Homo digitalis

Una civiltà è sempre in movimento e si delinea quindi per transizioni ed evoluzioni continue. Oggi, senza tema di smentita, viviamo un passaggio transitorio dalla civiltà delle macchine a quella del digitale, ossia della rappresentazione matematica di un dato binario il cui nome deriva dal latino digitus, strumento primordiale per numerare.

Questo passaggio, che mette storicamente in connessione in nostro passato con il nostro futuro, è destinato a modellare in nuove forme i rapporti umani, siano essi sociali, politici, economici, locali, nazionali o internazionali.

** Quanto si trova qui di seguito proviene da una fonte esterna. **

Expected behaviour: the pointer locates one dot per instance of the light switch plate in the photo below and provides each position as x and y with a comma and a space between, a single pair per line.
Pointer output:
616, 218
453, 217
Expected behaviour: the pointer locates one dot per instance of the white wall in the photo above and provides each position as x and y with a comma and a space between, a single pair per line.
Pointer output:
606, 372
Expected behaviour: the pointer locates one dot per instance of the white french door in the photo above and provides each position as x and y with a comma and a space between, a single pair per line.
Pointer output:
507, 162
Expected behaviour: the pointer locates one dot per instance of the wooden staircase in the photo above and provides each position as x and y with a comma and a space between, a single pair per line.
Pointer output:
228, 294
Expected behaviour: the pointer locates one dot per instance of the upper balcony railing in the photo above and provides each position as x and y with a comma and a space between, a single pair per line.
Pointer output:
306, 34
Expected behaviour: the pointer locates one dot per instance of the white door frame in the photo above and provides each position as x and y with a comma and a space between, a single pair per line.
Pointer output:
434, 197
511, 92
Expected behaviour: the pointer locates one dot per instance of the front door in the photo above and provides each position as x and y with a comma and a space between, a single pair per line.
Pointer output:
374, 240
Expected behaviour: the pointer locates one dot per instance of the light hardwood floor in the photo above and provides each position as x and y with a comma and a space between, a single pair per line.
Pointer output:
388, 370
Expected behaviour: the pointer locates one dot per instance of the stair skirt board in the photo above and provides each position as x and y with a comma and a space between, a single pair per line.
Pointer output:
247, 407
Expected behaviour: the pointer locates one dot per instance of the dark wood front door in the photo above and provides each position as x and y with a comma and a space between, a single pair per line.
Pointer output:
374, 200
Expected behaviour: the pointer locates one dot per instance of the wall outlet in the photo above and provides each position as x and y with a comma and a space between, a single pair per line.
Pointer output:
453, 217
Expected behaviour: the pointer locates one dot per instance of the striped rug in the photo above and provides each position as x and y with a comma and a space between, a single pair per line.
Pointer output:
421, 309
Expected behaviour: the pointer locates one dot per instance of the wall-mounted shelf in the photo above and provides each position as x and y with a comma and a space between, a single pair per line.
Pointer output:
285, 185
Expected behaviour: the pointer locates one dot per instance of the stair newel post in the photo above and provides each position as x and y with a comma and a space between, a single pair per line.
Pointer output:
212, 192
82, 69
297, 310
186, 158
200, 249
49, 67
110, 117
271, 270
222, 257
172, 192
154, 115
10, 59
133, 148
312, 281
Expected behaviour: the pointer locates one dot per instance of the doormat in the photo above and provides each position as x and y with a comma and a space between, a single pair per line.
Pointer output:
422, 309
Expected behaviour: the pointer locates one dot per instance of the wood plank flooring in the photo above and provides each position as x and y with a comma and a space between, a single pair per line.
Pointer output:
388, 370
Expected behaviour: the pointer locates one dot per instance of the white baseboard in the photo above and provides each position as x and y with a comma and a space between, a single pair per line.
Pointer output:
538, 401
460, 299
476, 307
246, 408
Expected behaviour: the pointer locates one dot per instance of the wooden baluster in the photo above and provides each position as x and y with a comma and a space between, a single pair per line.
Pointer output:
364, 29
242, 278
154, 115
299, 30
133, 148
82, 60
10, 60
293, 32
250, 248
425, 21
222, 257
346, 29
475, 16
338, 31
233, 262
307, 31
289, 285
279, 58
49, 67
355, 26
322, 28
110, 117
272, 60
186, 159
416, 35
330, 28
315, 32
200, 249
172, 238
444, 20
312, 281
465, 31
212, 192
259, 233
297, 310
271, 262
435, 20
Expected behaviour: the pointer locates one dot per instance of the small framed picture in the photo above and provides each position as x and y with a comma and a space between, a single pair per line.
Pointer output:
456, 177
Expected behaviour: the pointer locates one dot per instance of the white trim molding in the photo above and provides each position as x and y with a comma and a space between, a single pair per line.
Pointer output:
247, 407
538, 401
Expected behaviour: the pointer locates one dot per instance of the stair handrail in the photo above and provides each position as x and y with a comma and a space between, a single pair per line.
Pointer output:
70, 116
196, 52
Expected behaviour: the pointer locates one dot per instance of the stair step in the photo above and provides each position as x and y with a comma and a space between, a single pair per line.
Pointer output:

Si tratta di una transizione ineluttabile.

Una delle dinamiche sulla quale prestare la massima attenzione è quella inerente la trasmissione del sapere; gli strumenti per la conoscenza sono passati dall’essere elitari e materiali, e quindi concentrati e protetti, ad essere virtuali e diffusi. Ma attenzione questa libertà di accesso non significa necessariamente democratizzazione della conoscenza attraverso la sua diffusione.

Questa è forse la sfida principale sulla quale prestare la massima attenzione in questa fase di transizione.

Certamente questo è un vantaggio consentendo di attingere alla conoscenza ad una platea pressoché teoricamente sterminata di persone; tuttavia, attenzione, poiché l’essere sempre connessi nell’agone digitale va creando una sorta di cittadinanza digitale, di consistenza che si trasforma in essenza. Questa condizione immersiva è già stata definita sciame digitale dal filosofo sudcoreano Byung-Chul che ne avverte i limiti ed i pericoli.

Con la nascita dell’homo digitalis l’essere umano potrebbe essere condannato all’irrilevanza allorquando non sia connesso allo sciame digitale.

Si svilupperanno quindi condizioni di scontro d’interessi concorrenti esasperate che definiranno il futuro dei rapporti di forza tra la componente umana e quella tecnologica. E, vista la parossistica evoluzione di quest’ultima in termini di autodeterminazione, di sviluppo ed autoapprendimento, grazie ai big data dell’intelligenza artificiale, non c’è da stare tranquilli.

Il dibattito è avviato, ma non ci sembra che ancora abbia raggiunto un grado di diffusione e consapevolezza tali da rassicurarci sul futuro digitale.